Une mère a perdu vendredi l'enfant qu'elle portait, mort in utero, alors qu'elle devait accoucher la veille à la maternité Port-Royal, à Paris. Selon les informations du « Parisien », elle avait été renvoyée chez elle, faute de place dans l'établissement. Le père de l'enfant a mis en cause la maternité et devait porter plainte ce dimanche.
Dans un communiqué publié ce même jour, l'AP-HP a annoncé l'ouverture d'une enquête médicale et administrative exceptionnelle afin de déterminer « pour quelles raisons cette femme a été renvoyée à son domicile, s'il y avait un manque de lits à Port-Royal et pourquoi la patiente n'a pas été transférée dans un autre hôpital ». L'AP-HP a également déclaré qu'elle s'associait « pleinement à la douleur de la famille et au désarroi des personnels ». Un soutien psychologique sera proposé à ces derniers. Les résultats de l'enquête sont attendus d'ici un mois.
Invitée sur le plateau de France 5, dimanche, la ministre de la Santé, a affirmé qu'elle veillerait à ce que la vérité soit faite sur cet incident dramatique. Marisol Touraine a indiqué avoir « été en contact avec la famille, en l'occurrence le papa ». « Je lui ai dit qu'il fallait faire évidemment la lumière sur ce qui avait pu se passer », a-t-elle rapporté. Mais « une enquête complète » prend « du temps », a déclaré la ministre, qui a indiqué avoir également « demandé une étude rapide, très rapide, qui ait lieu demain [lundi], en 24 heures, 48 heures, entre les hôpitaux de Paris, l'Agence régionale de santé, et qui nous permette de comprendre ce qui s'est passé, vraiment ». Le Parquet a également ouvert une enquête préliminaire.
Une maternité saturée
Selon le récit publié par « Le Parisien », la mère était déjà venue le mardi et le jeudi pour examen et déclenchement de l’accouchement. Elle avait alerté la maternité expliquant que le bébé ne bougeait pas beaucoup et se plaignant de douleurs au côté gauche. La veille de l'accident, elle devait se présenter à 7h00 à la maternité mais le rendez-vous avait été reporté à 11h00 une première fois, puis une seconde fois, « parce qu'il n'y avait plus de chambre disponible », raconte son compagnon au « Parisien ».

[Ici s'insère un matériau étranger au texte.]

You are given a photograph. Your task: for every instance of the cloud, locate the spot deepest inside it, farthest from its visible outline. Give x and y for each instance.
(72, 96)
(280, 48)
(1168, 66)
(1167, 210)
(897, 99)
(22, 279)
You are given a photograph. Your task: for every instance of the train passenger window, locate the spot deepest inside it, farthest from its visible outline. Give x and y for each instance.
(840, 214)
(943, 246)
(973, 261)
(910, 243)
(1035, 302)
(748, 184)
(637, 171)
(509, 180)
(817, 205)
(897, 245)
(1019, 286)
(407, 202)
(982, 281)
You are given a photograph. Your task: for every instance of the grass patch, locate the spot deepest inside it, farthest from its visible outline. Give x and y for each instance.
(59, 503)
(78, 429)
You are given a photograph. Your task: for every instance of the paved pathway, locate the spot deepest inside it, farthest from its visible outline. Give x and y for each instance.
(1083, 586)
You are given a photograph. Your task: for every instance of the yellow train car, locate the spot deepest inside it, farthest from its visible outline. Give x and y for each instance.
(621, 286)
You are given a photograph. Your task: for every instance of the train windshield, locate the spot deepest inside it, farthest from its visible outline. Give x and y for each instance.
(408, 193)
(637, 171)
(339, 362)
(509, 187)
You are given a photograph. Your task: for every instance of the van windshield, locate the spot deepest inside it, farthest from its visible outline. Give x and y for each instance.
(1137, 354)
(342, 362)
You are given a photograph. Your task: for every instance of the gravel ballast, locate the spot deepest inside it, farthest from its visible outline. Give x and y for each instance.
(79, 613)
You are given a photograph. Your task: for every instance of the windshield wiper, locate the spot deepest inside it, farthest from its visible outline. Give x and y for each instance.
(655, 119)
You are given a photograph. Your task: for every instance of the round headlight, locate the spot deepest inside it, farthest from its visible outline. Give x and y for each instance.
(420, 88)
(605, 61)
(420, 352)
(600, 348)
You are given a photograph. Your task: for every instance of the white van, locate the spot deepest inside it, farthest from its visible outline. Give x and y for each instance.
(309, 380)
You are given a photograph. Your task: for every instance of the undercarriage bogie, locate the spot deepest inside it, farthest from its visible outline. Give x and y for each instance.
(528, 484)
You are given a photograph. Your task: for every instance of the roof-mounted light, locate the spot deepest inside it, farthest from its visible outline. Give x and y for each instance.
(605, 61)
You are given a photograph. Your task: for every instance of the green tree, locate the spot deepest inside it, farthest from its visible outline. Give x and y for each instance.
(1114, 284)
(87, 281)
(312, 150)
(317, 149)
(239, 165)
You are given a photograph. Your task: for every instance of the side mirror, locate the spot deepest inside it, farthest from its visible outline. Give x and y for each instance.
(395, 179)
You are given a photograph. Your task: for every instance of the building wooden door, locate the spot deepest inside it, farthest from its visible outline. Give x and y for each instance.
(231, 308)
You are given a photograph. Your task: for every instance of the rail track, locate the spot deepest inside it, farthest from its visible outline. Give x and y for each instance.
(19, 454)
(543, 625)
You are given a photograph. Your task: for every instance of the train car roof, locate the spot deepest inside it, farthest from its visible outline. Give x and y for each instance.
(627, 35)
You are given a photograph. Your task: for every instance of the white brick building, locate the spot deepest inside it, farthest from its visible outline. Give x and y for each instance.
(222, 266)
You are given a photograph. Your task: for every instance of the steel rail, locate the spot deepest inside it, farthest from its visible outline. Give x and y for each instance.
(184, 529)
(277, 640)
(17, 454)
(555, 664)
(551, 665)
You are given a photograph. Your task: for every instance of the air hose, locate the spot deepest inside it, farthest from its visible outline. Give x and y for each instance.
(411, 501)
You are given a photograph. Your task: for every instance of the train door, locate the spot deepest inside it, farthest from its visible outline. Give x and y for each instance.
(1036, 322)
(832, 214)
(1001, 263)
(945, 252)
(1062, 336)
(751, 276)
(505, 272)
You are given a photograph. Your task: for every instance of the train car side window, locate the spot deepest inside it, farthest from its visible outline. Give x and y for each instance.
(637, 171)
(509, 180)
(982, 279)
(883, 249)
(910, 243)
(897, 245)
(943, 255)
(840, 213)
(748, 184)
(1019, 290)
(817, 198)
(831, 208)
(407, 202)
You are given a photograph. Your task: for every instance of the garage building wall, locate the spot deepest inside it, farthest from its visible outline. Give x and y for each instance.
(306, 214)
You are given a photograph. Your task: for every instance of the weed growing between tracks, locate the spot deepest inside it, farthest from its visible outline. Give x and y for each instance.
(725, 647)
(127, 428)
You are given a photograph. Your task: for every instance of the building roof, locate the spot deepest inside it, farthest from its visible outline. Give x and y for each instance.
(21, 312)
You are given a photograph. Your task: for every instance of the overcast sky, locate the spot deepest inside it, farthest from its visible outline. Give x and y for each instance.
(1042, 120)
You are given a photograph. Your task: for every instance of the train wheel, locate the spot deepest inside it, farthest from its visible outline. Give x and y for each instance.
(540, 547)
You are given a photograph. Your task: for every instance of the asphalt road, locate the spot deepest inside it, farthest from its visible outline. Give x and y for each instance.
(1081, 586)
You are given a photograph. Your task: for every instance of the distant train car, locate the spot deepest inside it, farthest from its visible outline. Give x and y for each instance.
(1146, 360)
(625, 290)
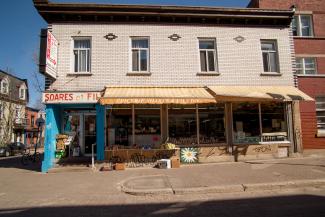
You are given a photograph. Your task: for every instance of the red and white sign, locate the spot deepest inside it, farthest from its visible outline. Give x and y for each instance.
(51, 55)
(71, 97)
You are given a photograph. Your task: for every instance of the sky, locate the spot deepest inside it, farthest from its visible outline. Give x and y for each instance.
(20, 26)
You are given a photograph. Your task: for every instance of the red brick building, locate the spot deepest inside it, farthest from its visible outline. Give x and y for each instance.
(308, 29)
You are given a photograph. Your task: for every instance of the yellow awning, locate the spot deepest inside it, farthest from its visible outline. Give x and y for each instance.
(257, 93)
(155, 95)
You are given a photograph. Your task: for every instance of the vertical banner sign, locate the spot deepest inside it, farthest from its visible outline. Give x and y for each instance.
(51, 55)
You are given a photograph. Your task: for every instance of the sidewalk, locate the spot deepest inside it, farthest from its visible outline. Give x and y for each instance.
(228, 177)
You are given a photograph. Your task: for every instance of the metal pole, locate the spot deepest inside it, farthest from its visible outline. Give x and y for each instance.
(260, 120)
(197, 124)
(133, 125)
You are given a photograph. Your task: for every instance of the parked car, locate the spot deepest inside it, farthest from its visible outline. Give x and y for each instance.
(4, 151)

Le couple se présentera finalement plusieurs heures plus tard aux urgences de Port-Royal, avant d'être une nouvelle fois renvoyé à leur domicile par une sage-femme visiblement débordée, et sans pouvoir être redirigé vers une autre maternité. Dans la nuit de jeudi à vendredi, ils se rendent à nouveau aux urgences. Le personnel constate alors la mort in utero du bébé.
Le système mis en cause
Dominique Cabrol, gynécologue de la maternité Port-Royal, un établissement flambant neuf et réputé, reconnaît dans les colonnes du quotidien que la maternité était « en saturation totale » jeudi. Sans attendre les résultats de l'enquête, lIan Brossat, président du groupe PCF-PG au Conseil de Paris, a estimé que cet incident était la conséquence désastreuse des « suppressions de postes massives et des restructurations en rafale que l'AP-HP a subies ces dernières années ».

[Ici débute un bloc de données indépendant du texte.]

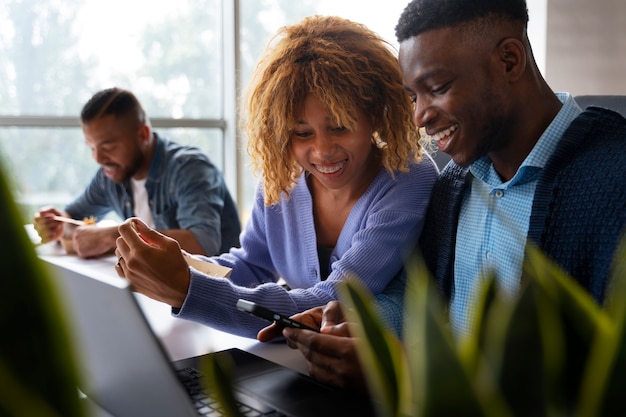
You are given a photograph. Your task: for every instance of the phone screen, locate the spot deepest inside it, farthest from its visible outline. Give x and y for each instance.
(269, 315)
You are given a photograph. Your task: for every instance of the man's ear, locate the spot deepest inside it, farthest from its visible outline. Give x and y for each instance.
(512, 55)
(144, 134)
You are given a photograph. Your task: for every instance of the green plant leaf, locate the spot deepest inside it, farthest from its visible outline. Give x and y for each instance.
(441, 382)
(523, 337)
(604, 380)
(581, 317)
(380, 352)
(35, 352)
(219, 381)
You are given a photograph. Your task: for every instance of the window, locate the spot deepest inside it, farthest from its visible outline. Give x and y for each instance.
(179, 58)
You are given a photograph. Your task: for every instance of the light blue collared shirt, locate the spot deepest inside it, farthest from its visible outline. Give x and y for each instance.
(494, 218)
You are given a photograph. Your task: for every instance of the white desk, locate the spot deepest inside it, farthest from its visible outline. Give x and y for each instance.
(180, 338)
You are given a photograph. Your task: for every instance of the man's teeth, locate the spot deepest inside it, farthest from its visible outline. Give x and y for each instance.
(329, 169)
(440, 135)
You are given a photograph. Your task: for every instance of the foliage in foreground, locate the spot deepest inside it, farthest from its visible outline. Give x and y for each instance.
(38, 376)
(550, 351)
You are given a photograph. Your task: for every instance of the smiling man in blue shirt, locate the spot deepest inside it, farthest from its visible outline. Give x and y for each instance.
(173, 188)
(528, 165)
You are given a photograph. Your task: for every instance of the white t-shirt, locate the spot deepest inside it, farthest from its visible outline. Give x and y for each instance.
(140, 197)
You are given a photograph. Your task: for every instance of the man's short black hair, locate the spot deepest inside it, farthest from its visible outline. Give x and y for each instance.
(115, 101)
(422, 15)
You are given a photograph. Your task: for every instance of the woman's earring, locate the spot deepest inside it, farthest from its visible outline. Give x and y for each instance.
(380, 144)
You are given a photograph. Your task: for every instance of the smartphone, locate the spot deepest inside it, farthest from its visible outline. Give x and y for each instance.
(269, 315)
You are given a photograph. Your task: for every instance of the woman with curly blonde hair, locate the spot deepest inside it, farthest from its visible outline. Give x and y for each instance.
(344, 186)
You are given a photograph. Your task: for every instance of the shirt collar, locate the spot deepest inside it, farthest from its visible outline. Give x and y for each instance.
(541, 152)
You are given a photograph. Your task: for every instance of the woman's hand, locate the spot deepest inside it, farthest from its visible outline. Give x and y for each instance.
(331, 354)
(152, 262)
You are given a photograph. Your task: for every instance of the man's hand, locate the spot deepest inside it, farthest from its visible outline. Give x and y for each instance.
(49, 230)
(90, 241)
(331, 354)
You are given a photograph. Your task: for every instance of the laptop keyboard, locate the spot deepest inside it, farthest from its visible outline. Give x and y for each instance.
(208, 406)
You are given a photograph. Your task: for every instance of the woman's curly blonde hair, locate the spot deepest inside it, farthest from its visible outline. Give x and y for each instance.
(348, 67)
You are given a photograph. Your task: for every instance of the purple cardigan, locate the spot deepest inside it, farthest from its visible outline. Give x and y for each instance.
(279, 242)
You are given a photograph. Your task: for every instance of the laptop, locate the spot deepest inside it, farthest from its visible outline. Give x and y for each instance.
(125, 370)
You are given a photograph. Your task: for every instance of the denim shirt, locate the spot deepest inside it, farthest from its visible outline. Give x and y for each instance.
(185, 191)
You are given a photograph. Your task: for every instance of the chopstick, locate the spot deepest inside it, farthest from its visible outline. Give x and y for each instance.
(69, 220)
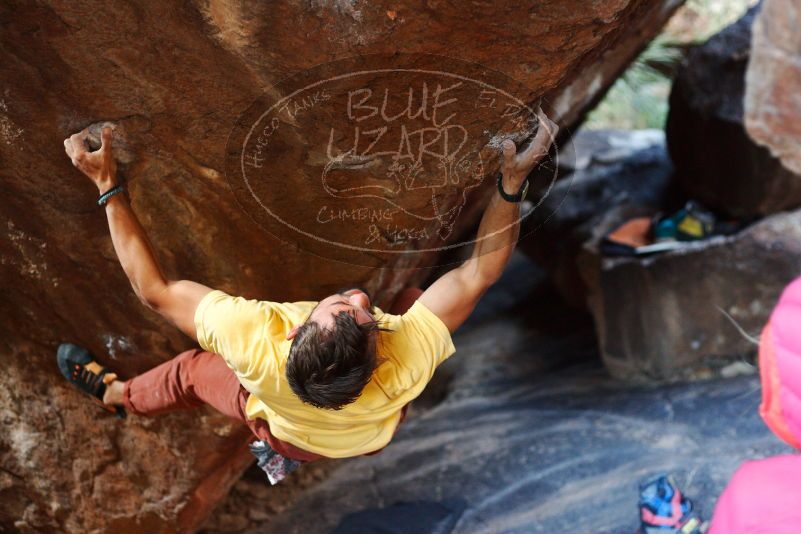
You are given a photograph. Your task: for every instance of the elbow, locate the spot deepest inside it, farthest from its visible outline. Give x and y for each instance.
(149, 298)
(475, 276)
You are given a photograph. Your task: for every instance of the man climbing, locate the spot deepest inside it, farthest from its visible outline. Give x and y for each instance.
(311, 379)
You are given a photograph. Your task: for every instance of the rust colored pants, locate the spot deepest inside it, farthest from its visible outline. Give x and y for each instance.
(197, 377)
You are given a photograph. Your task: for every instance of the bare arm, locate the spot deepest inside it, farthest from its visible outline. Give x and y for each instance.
(175, 300)
(455, 294)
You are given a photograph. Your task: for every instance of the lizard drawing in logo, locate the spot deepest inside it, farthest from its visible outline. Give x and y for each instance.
(426, 173)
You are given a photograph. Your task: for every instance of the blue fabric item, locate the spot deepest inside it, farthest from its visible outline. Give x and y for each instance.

Selon le président du Syndicat national des gynécologues obstétriciens, Jean Marty, la situation illustre « le dévoiement » du plan périnatalité et de la classification des maternités en trois types, allant de la prise en charge des grossesses normales à la prise en charge de celles à haut risque et des nouveau-nés présentant des détresses graves. Cette classification, scellée par un décret de 1998, a « abouti au discrédit des maternités qui n'étaient pas de niveau élevé », estime Jean Marty. « Les gens ont pensé qu'ils étaient plus en sécurité dans les maternités de type III et donc on a eu un engorgement de ces établissements, avec, dans le même temps, la volonté de l'administration de fermer les maternités privées de type I pour récupérer ce volume économique », a-t-il déclaré à l'AFP.

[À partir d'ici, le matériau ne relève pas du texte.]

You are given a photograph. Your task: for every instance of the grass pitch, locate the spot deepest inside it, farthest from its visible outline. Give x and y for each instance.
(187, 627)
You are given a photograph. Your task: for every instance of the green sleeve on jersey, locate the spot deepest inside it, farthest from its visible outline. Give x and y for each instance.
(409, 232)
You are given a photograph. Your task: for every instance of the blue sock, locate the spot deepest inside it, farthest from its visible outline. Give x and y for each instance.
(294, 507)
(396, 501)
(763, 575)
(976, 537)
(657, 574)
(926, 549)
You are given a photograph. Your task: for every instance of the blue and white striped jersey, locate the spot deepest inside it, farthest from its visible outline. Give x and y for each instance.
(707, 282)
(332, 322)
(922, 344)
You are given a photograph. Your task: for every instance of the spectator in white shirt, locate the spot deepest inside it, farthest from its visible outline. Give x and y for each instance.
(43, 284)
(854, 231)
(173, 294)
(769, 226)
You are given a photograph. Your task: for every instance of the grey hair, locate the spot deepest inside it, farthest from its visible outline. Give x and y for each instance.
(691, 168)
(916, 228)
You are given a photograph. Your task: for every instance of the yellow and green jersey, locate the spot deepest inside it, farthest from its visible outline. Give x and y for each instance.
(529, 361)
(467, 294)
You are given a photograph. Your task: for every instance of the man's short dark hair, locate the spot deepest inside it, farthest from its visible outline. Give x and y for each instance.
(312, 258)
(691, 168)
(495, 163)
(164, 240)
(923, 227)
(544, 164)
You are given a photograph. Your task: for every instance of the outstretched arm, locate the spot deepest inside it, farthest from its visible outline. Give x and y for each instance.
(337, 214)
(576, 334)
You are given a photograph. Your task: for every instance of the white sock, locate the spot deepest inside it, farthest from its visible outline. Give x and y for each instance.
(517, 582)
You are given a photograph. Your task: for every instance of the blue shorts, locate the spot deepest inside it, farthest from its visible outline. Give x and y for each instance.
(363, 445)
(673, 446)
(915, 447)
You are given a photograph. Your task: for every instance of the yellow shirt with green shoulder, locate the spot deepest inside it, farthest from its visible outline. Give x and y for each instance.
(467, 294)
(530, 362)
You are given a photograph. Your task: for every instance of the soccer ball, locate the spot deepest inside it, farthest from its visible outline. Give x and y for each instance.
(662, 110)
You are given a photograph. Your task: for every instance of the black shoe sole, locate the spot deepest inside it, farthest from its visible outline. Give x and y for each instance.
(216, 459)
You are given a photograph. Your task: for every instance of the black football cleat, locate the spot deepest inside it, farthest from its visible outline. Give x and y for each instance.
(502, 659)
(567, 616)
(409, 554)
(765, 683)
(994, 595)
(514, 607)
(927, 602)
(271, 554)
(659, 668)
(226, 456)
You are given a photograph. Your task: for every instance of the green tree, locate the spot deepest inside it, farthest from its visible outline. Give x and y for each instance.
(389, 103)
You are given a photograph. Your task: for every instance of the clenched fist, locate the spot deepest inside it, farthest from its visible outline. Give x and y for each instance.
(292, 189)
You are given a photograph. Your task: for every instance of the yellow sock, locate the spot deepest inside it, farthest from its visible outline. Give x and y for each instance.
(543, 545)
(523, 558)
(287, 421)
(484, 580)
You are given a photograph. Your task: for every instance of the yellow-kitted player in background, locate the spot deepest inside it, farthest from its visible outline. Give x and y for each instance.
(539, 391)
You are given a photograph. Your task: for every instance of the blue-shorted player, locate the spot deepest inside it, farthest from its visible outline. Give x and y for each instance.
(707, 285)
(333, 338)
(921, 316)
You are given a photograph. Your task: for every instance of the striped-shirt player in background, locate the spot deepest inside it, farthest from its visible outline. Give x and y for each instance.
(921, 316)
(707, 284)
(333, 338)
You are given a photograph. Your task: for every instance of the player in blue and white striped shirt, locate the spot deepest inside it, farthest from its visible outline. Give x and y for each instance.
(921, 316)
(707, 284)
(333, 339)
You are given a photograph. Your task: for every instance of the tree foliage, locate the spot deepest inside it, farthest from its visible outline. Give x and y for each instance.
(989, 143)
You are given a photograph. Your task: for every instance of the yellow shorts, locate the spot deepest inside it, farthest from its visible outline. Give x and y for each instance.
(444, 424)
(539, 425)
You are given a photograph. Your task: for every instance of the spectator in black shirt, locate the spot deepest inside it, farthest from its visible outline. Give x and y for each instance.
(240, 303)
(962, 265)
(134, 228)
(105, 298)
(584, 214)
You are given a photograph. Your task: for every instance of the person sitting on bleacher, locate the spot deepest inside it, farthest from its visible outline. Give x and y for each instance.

La maternité Cochin-Port-Royal, de type III et qui dispose d'unités obstétriques, de néonatalogie et de réanimation néonatale, a enregistré 5 000 naissances en 2012. « On voit le résultat aujourd'hui, avec le refoulement d'accouchements qui devraient se faire en maternité de type III. Ce n'est pas une défaillance humaine, c'est un problème structurel, et tant qu'on n'imposera pas ce qui peut se faire en toute sécurité au plus près, dans la personnalisation, dans les établissements de type I, on aura ce genre de problème », assure le Dr Marty.